MICon – A Contamination Detection Workflow for NGS Laboratories using Microhaplotype Locus and Supervised Learning.

Innovation in sequencing instrumentation is increasing the per-batch data volumes and decreasing the per-base costs. Multiplexed chemistry protocols after the addition of index tags have further contributed to efficient and cost-effective sequencer utilization. With these pooled processing strategies, however, comes an increased risk of sample contamination. Sample contamination poses a risk of missing critical variants in a patient sample or wrongly reporting variants derived from the contaminant, which are particularly relevant issues in oncology specimen testing where low variant allele frequencies have clinical relevance. Small custom targeted Next Generation Sequencing (NGS) panels yield limited variants and pose challenges in delineating true somatic variants versus contamination calls.
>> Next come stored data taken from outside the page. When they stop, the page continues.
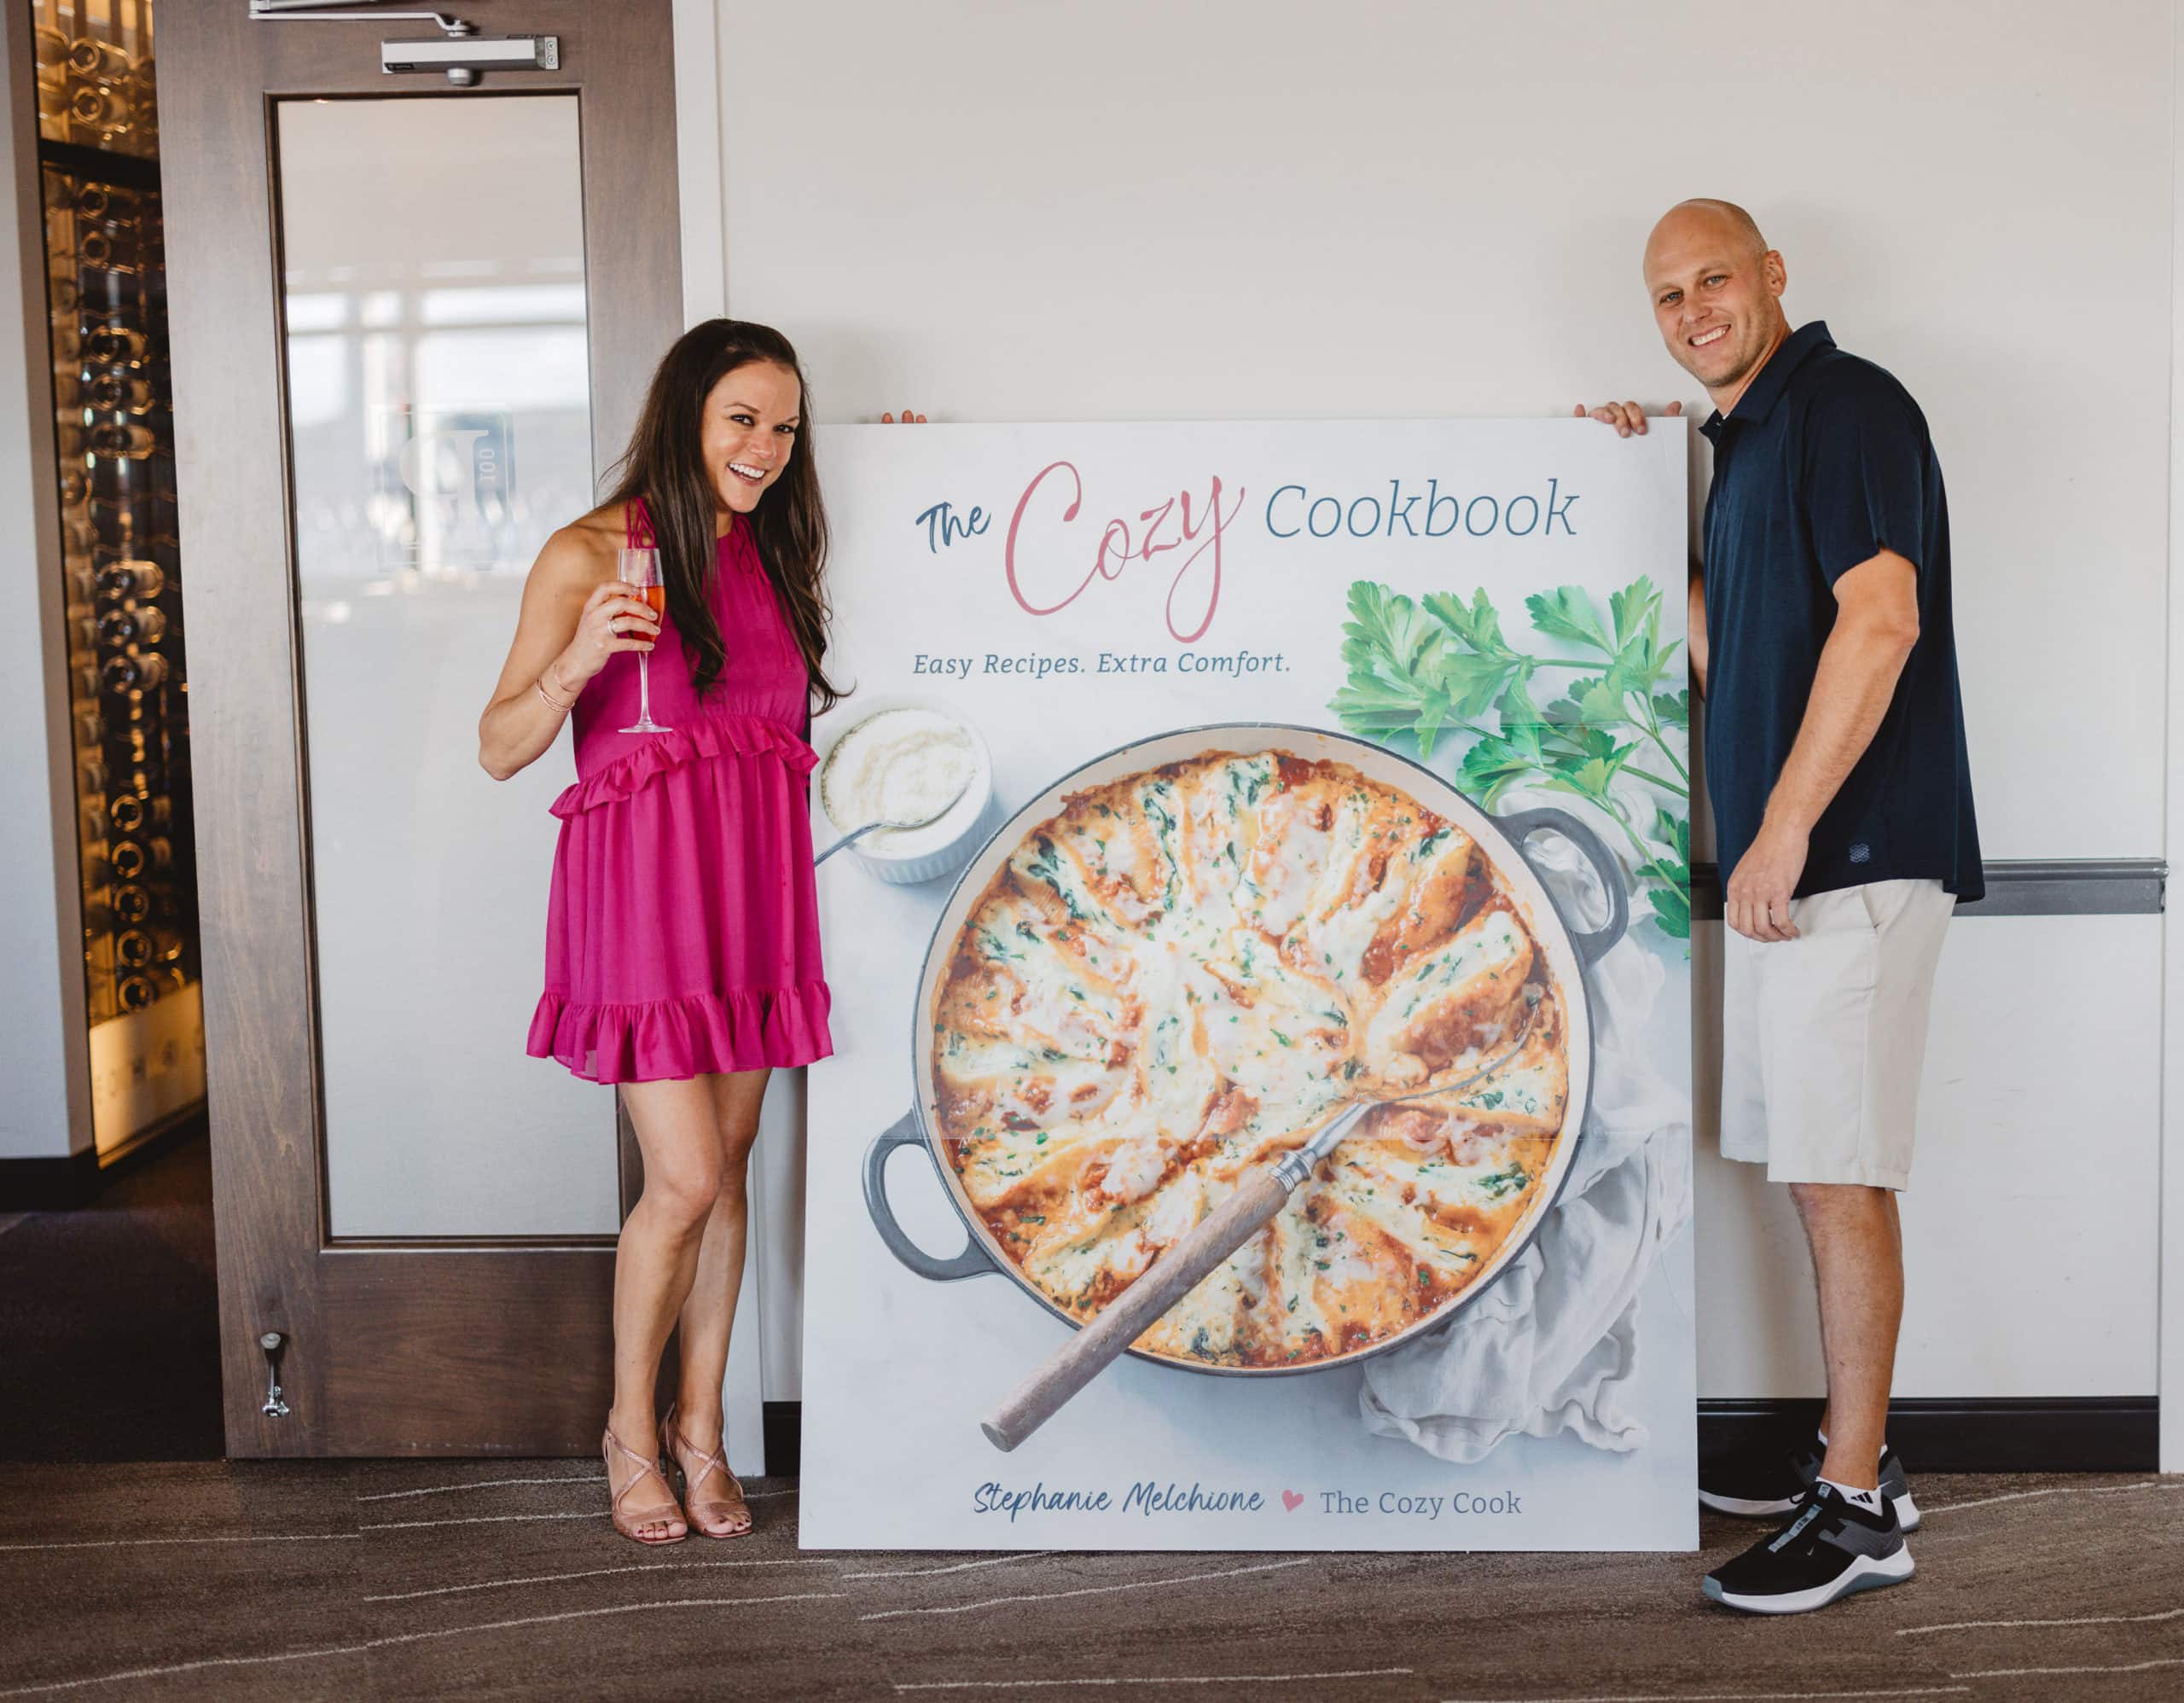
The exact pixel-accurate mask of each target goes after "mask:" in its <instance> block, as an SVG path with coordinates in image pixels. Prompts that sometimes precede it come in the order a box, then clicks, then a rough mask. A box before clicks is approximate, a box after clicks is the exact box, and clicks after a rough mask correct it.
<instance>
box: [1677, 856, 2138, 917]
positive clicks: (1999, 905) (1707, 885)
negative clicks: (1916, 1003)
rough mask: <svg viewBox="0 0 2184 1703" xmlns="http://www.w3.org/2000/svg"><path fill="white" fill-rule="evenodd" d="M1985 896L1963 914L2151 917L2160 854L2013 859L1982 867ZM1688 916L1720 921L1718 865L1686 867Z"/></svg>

A number of popular contamination identification tools have the ability to perform well in whole genome/exome sequencing data, but in smaller gene panels there are fewer variant candidates for the tools to perform accurately. To prevent clinical reporting of potentially contaminated samples in small NGS panels, we have developed MICon (Microhaplotype Contamination detection) - a novel contamination detection model that utilizes microhaplotype site variant allele frequencies. In a heterogeneous hold-out test cohort of 210 samples, the model demonstrated state-of-the-art performance with an AUROC of 0.995.